In der Wohnung unter Frau Schmitt wohnte ein alleinerziehender Vater. Die anderen Mieter wunderte das etwas, denn aus der Zeitung kannten sie eigentlich nur alleinerziehnde Mütter. Da die wenigsten von denen Maria hießen und eine unbefleckte Empfängnis hatten, gab es irgendwo auch noch einen Vater zum Kind, der entweder mit diesem nichts mehr zu tun haben wollte, plötzlich schwul geworden war oder das zeitliche gesegnet hatte. In nur sehr wenigen Fällen traf alles auf einmal zu.
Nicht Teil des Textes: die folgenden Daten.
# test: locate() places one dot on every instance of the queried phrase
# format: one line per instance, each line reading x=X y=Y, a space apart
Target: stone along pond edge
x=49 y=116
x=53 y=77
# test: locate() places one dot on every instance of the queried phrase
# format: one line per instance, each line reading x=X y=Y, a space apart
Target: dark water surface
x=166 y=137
Die Mutter von Robert Brecht war zwei Tage vor Roberts fünften Geburtstag verschwunden, ohne eine Nachricht zu hinterlassen. Roberts Vater Martin war völlig überrascht, da er sich das Verschwinden von Sandra nicht erklären konnte. Das kein Verbrechen geschehen war, wusste er nur deshalb, weil in der Nacht, in der Sandra verschwand, auch ein großer Teil ihrer wichtigsten Sachen ebenfalls untertauchten. Drei Monate später erhielt Martin dann einen Brief. Nicht von Sandra, sondern von ihrem Anwalt.
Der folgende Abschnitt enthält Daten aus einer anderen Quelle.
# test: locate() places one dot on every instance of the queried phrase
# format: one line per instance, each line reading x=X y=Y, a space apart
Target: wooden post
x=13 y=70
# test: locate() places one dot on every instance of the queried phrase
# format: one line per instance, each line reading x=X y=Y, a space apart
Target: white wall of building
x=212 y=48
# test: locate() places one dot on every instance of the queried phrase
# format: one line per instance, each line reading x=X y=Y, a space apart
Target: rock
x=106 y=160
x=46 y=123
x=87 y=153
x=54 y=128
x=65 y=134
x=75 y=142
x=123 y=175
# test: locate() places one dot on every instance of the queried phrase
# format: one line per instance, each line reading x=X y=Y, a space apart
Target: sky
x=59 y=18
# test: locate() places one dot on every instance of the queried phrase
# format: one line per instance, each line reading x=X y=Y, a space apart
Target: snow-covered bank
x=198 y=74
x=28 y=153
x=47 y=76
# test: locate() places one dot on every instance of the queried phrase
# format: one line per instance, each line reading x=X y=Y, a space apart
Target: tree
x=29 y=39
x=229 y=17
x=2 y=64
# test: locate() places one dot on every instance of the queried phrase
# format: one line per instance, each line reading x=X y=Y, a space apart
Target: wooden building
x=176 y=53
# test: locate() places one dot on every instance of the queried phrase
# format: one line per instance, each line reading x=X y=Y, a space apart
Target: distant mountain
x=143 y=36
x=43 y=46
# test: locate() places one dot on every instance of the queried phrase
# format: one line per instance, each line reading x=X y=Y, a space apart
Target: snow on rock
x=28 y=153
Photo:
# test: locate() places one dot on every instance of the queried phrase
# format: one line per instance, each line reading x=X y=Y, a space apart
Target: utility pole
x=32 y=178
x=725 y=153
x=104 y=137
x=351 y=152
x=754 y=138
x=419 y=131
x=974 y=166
Aber das waren alles Dinge, an die Martin zwölf Tage vor Weihnachten und 14 Tage vor Roberts Geburtstag nicht denken wollte. Sechs Jahre alt würde Robert werden. Martin wünschte sich, dass Robert endlich wieder sprechen würde, aber der Verlust seiner Mutter hatte ihn hart getroffen. Er war schon vor Sabines Verschwinden ein nicht sehr auffälliges Kind gewesen, aber danach war er ganz verstummt.
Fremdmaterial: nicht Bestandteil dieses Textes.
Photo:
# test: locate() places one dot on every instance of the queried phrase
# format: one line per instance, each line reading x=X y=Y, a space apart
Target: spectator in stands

Von all dem bekam Frau Schmitt eine Etage höher wenig mit, denn sie hatte ganz andere Sorgen. Zu Beginn der Adventszeit befiel Frau Schmitt immer eine enorme Angst. Die Angst davor, dass jemand im Büro hinter ihr Geheimnis kommen würde. So gut sie auch kochen konnte, scheiterte sie doch kläglich bei jedem Versuch zu backen. Nicht mal mit einfachen Backmischungen gelang ihr etwas. Die Vorweihnachtszeit, wenn alle Kolleginnen selbstgebackene Plätzchen mitbrachten, war für Frau Schmitt die Hölle.